A man (Dead Man's name and age) was shot and killed after allegedly attacking Officers of the Madison Police Department Officers Friday March 6 at 6 pm. The Madison PD responded to an assault call at (whatever location) when they attempted to arrest the suspect (Dead Man's name). (Dead man's name) resisted arrest and according to the officers, (dead man's name) attacked them with a blunt object. He was shot and later died blah blah blah. 

Further investigation of (Dead Man's Name) revealed public records of his multiple arrests. 

Then an editorial by Slippy...Attack a police officer and you may end up dead. If you are a thug and you die as a result of attacking a police officer, then the world is now a better place.
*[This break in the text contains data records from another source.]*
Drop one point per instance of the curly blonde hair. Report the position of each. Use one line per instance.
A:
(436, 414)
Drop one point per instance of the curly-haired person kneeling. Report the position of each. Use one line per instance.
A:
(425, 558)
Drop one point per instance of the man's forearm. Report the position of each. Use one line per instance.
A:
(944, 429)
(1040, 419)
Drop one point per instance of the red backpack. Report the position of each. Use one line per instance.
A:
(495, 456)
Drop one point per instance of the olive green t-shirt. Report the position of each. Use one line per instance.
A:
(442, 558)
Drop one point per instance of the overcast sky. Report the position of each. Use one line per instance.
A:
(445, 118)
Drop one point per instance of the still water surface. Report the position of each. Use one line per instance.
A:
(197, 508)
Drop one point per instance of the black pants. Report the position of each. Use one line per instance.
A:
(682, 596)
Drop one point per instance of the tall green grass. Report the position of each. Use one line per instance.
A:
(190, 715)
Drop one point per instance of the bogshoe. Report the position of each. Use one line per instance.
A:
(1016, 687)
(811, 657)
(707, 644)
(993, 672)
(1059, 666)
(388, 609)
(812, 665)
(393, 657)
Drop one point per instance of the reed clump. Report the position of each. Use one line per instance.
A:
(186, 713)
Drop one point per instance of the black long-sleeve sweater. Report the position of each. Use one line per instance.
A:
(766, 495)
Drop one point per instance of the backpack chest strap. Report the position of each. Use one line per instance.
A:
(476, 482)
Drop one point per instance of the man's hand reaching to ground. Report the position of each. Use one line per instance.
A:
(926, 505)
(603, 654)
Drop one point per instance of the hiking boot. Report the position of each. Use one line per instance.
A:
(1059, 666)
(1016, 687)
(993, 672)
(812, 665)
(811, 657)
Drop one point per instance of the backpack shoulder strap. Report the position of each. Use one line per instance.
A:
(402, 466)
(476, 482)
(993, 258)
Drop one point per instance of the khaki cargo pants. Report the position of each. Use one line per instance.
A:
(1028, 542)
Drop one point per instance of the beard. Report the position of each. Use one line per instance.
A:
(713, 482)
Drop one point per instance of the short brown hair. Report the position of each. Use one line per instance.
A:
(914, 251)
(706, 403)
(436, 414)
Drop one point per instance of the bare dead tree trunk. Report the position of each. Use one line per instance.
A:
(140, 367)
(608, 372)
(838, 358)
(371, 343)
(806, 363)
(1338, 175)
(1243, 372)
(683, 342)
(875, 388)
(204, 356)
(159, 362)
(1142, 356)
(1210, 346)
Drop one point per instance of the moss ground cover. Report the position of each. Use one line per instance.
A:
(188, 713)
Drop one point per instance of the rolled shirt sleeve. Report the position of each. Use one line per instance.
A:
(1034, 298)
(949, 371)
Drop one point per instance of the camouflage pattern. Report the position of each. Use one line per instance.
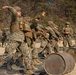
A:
(17, 36)
(68, 35)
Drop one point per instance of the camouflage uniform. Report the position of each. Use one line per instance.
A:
(16, 40)
(67, 34)
(35, 27)
(54, 34)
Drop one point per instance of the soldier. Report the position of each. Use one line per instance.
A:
(67, 34)
(34, 26)
(16, 41)
(54, 34)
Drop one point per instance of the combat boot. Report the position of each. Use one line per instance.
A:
(35, 62)
(34, 68)
(29, 72)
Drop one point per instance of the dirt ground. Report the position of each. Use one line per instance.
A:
(71, 73)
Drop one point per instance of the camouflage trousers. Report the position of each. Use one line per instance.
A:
(67, 40)
(16, 50)
(54, 45)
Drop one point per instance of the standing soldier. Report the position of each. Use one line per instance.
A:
(16, 41)
(54, 34)
(34, 26)
(67, 33)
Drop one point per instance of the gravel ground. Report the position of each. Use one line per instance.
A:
(4, 72)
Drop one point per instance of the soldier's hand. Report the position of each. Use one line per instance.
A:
(4, 7)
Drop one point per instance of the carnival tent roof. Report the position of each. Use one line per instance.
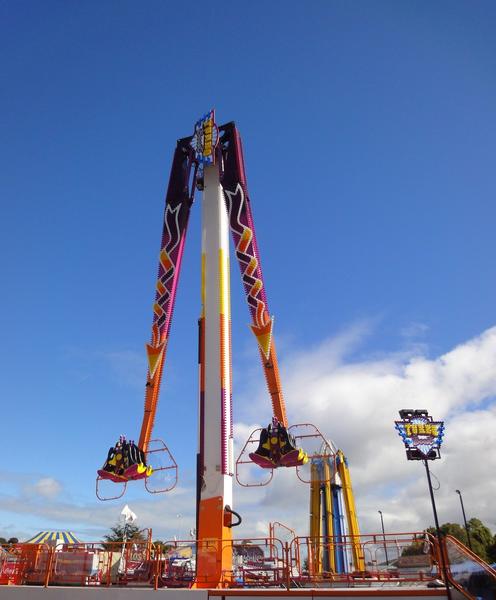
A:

Thanks


----------



## Slippy

Just saw another article that identified the dead thug as Tony Robinson, a 2014 graduate of Sun Prairie High School and was described as a "beautiful kid who wouldn't hurt a fly".
http://news.yahoo.com/madison-police-19-old-dies-being-shot-officer-105851854.html

I wrote this post as I'm positive that Diver will try and pick apart my earlier post since I didn't name the thug. Take that Diver! Ha!

I'm also going to pose the question...does Tony Robinson's life matter?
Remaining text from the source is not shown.